Empat tentara Israel tewas dan tujuh lainnya mengalami luka serius akibat serangan drone yang dilakukan oleh milisi Hezbollah yang didukung Iran. Serangan ini terjadi di sebuah pangkalan militer yang terletak sekitar 60 kilometer utara Tel Aviv, menurut pernyataan dari militer Israel.

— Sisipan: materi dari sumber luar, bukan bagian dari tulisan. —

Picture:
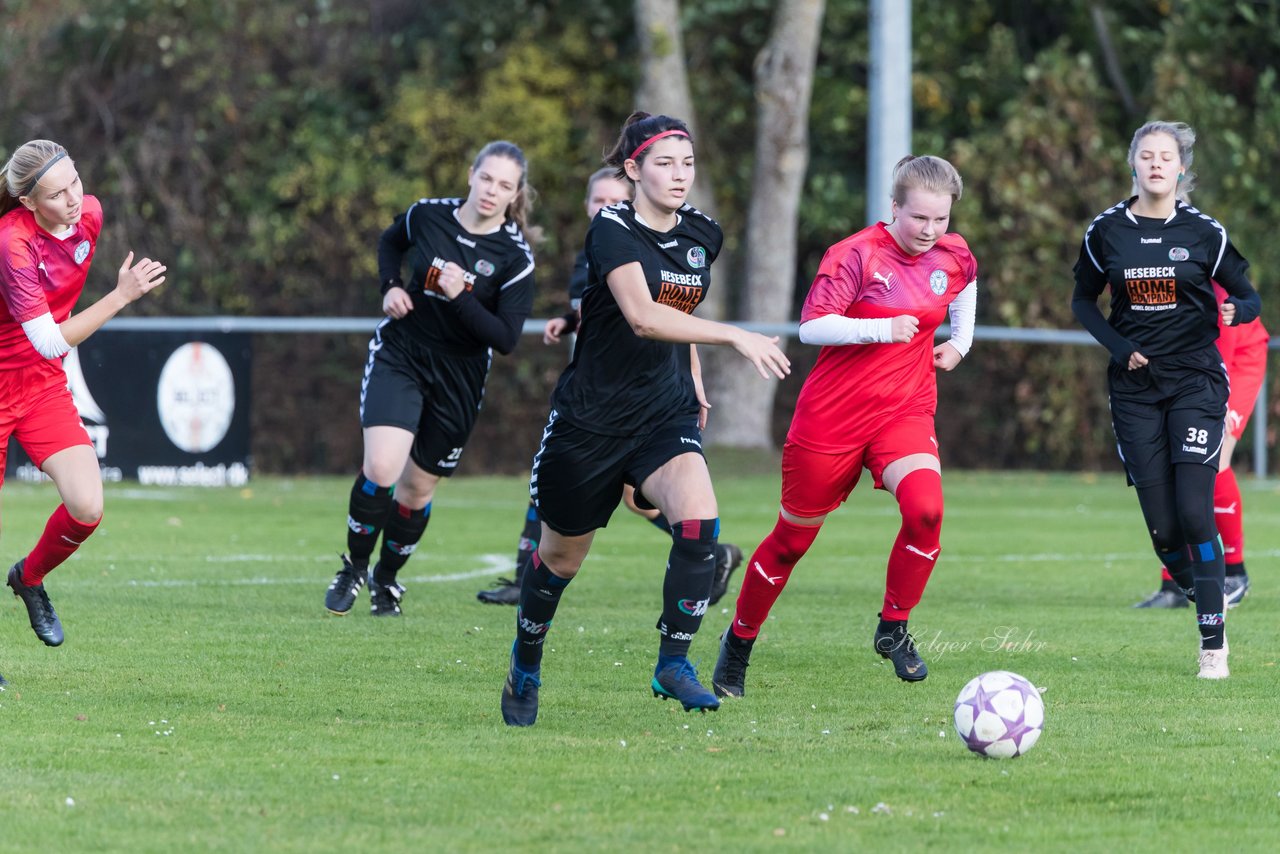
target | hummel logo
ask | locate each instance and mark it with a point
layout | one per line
(772, 580)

Media Israel melaporkan bahwa setidaknya 67 orang terluka dalam serangan tersebut, yang terjadi di dekat kota Binyamina, yang terletak di pusat Israel. Hezbollah mengklaim bertanggung jawab atas serangan ini, menyatakan bahwa mereka telah meluncurkan "sekelompok drone serang" ke sebuah kamp pelatihan militer Israel di kota tersebut.
Laporan dari stasiun penyiaran Israel menyebutkan bahwa banyak layanan darurat dikerahkan ke lokasi kejadian, dan tidak ada sirene peringatan yang berbunyi sebelum proyektil itu menghantam.
Sistem pertahanan udara Israel yang canggih biasanya mencegah terjadinya insiden dengan korban jiwa yang banyak. Namun, Hezbollah dan kelompok lainnya secara teratur meluncurkan serangan dengan drone dan proyektil lainnya.
Israel, bersama dengan Amerika Serikat, Jerman, dan beberapa negara lainnya, menganggap Hezbollah sebagai organisasi teroris. Sementara itu, Uni Eropa menganggap sayap militer Hezbollah sebagai kelompok teroris.
Serangan ini menambah ketegangan yang sudah ada di kawasan, dan menunjukkan tantangan yang dihadapi oleh Israel dalam menjaga keamanan warganya.